Built-in turn policies:

  • single_action: one observe/act/resolve cycle per active agent.
  • fixed_count: exactly count cycles per active agent.
  • open_ended: keep acting until finished_action_signal or max_actions is reached.

Built-in probe schedule policies:

  • step_schedule: defer to probe orchestrator schedule.
  • fixed_interval: trigger on start_step + every every_n_steps.
  • disabled: never run probe phase.

Policy params are strict constructor arguments, matching the GM component contract.
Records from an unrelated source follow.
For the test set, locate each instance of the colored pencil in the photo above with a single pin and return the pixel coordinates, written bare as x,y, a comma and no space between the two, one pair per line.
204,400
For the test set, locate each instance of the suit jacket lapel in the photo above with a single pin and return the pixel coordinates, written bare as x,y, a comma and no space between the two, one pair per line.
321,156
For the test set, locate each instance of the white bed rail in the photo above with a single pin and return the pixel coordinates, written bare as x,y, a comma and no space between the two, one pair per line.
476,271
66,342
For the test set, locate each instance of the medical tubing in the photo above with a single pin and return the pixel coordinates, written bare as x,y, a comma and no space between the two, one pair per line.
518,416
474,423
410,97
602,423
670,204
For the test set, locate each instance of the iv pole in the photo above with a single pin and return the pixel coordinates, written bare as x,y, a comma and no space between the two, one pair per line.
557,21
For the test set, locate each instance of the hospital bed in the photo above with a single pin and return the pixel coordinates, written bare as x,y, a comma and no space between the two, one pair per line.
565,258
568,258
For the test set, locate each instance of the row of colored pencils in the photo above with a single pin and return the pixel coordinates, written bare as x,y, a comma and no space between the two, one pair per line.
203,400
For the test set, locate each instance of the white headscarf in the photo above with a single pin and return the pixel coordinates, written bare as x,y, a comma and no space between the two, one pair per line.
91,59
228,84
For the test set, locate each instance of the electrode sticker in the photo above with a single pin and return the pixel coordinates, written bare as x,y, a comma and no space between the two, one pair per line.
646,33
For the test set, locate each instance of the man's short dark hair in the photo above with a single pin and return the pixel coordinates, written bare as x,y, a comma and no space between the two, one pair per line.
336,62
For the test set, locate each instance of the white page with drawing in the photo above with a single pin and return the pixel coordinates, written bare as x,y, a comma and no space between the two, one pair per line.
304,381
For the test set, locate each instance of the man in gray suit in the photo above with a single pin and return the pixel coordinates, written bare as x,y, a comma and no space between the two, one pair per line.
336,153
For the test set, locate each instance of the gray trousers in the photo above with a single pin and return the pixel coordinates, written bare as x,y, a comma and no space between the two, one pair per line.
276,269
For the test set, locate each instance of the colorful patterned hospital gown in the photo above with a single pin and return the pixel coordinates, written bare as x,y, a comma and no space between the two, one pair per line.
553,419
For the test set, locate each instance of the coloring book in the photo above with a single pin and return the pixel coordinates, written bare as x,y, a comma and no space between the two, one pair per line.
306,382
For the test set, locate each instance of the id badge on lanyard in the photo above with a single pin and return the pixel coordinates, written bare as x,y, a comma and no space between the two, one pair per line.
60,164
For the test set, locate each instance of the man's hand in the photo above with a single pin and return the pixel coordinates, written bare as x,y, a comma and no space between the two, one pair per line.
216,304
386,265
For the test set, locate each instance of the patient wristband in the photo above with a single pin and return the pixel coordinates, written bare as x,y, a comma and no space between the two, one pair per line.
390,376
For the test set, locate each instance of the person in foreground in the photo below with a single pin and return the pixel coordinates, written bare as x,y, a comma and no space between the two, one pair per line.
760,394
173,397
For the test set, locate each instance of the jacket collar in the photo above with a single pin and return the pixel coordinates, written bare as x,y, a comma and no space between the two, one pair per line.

Engine remains separate from GM component routing by design.

Flow routing notes:

  • flow_order defines execution buckets per episode.
  • Agents in each flow bucket still execute in parallel.
  • Flow buckets execute sequentially, enabling deterministic pre/post phases for specialized agent classes without sacrificing per-bucket parallelism.
  • Assign classes to buckets using persona_pipeline.classes.<name>.flow_tag.
  • Add one-off overrides with sim.engine.step.params.agent_to_flow when a specific agent should move to a different phase.
  • Use env.gm.components.observe.params.episode_observation_flows for flows that should receive episode-index observations instead of timeline content.

Shared-Flow GM Contract

MultiFlowGameMaster is an advanced GM class for routing multiple component instances by flow. It uses the same runtime contracts as the baseline GM:

  • Backend apps are created through the backend factory with the configured env.gm.backend.class_path and env.gm.backend.params.
  • Action events are written through the standard action event logger.
  • Game Master initialization receives agent names, simulation roles, and component-owned initializer params through the configured initializer component.
  • Open-ended turn policies expose FINISHED as an enabled backend action.

This keeps simple and shared-flow runs interchangeable from the backend and artifact perspective. Custom shared-flow components should specialize routing, not bypass backend initialization or logging.

  • Put loop, step, and turn scheduling in Engine policies.
  • Put next actor, observe, resolve, update, and initializer behavior in GM components.
  • Put backend action semantics in backend @app_action methods.

For new environment domains, subclass BackendApp, expose actions with @app_action, provide observe(...), and use app_observation. Add update(...) plus app_update when the world needs a per-step tick. Use SocialBackendApp only when the backend needs the timeline, feed, parsed social action, or recommendation capability surface.

Action Prompt Pipeline Implementation

For detailed configuration and behavior of action prompts, see docs/configuration.md under Action Prompt Additions Configuration and How Action Prompts Are Constructed.

Implementation Modules

The action prompt pipeline is implemented across three layers:

  1. Runner-time compilation (src/silisocs/runtime/prompts/action_prompts.py):
  2. compile_action_prompt() applies prompt additions such as action-count guidance and output-style handling.
  3. Generic prompts are compiled during GM construction from the backend action catalog.

  4. Game master prompt assembly (src/silisocs/environments/gm/game_master.py):

  5. ComponentGameMaster.action_prompt() returns typed ActionSpec
  6. If enable_tool_calling=True: returns OutputType.TOOL_CALLS with schemas in extra_args["tools"]
  7. Keeps base prompt text unchanged

  8. Agent act layer (src/silisocs/agents/base_agent.py and src/silisocs/agents/native.py):

    • Native agents build context in act(...)
    • Agent._call_model(context, action_spec) routes typed ActionSpec.output_type and extra_args to the language model

Key Architectural Property

Output format stripping: When tool_calling.mode != none, the [OUTPUT STYLE] section is automatically stripped from the final prompt. Tool-calling uses JSON format (determined by LLM, not by text instruction). This is enforced in compile_action_prompt() at runner time, not downstream.

Testing

Integration tests validate the complete prompt pipeline in tests/test_prompt_pipeline_integration.py.